The score remained close into the final minute of play and fans noted that this was the first time this season that a St. John’s game was on the line in the last minute of play.
Saint Joseph’s called three timeouts in the final two minutes to set strategies, but the Hawks could only come within two; Johnnies prevailed, 77-73, and Shamorie Ponds won an MVP of the game award.
Rebounding: The Johnnies were outrebounded 48 to 36. This is a concern but it should be noted that several of the Hawks’ rebounds were a result of a multitude of long three point attempts, which they were taking after the Red Storm defense tightened in the middle of the first half. Misses off long three-pointers often result in the ball caroming ten to fifteen feet from the basket, giving the Hawk offensive players an advantage on some of the rebounds.
A second factor in this rebound margin was the period of several minutes, particularly in the beginning of the second half, when the Johnnies simply were not attacking the offensive glass.

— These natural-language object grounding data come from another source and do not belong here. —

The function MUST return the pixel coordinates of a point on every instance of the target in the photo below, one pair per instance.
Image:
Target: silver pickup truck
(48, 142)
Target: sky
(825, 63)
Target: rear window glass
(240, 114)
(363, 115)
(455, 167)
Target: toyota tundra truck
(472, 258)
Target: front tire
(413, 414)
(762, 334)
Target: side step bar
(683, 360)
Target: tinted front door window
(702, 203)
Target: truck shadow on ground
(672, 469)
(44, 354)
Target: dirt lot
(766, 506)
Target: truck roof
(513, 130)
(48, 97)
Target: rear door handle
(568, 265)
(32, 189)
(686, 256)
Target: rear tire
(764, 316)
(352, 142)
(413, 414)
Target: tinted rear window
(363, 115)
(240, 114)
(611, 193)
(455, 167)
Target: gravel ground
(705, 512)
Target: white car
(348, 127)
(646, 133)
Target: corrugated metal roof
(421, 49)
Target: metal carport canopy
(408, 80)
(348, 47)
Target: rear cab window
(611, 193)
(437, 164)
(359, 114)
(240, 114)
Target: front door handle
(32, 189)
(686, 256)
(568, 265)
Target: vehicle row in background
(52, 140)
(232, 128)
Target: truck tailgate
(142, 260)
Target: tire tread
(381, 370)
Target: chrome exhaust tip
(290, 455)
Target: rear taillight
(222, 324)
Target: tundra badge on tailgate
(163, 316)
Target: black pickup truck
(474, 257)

The rebound margin of seven at the end of the first half swelled to double digits but, after the team’s timeout around the 15-minute mark, the Johnnies became more aggressive on the offensive end and rebounding was even for the remainder of the contest.
Free Throw Shooting: The Red Storm had been shooting better than 75% this year, but against Saint Joseph’s the percentage was 64%. In close contests like this one, hitting free throws becomes crucial. Bashir Ahmed missed two, while Ponds, who was shooting at an 87% clip, missed three and Simon missed five.
Attacking the Zone: Once again, the Red Storm had little problem attacking the St. Joseph zone defense. Coach Martelli of Saint Joseph’s switched back and forth between the zone and a man to man throughout the game. Both Simon, Ahmed and Ponds seemed able to penetrate the zone with ease. The penetration and subsequent kickout to the corner for open jumpers by Owens and Clark seemed particularly effective.
However, the three point shooting, so effective against a zone defense, was still inconsistent with many airballs, particularly at the beginning of the game.
Hitting 32% of attempts is certainly better than the zero percent against Iona - but probably needs to be improved with the Big East competition beginning next week. The return of Marcus LoVett, who was hitting threes at 38%, should help.
The Johnnies’ next game is against the Providence Friars, who lost the second game of the Holiday Showcase to Houston.
A Friar fan stated that the team is struggling, given two significant injuries. Emmitt Holt is out for the year and point guard Kyron Cartwright has missed several games with an injury.
The team is run by a freshman point guard, who distributes the ball well but does not appear to be an offensive threat. If Cartwright remains out, the burden in the offensive end will be on Rodney Bullock, who took 42% of the teams shots against Houston, scoring 24 points.
The Friars had to abandon their zone at times as Houston was able to penetrate it and kick out for open threes. Although outrebounded by the Cougars, the Friars hit the offensive boards with two front court players on every shot.
If St. John’s can hold its own in rebounding and play its usual pressure defense, it has a good chance of coming away with a victory in the Big East opener.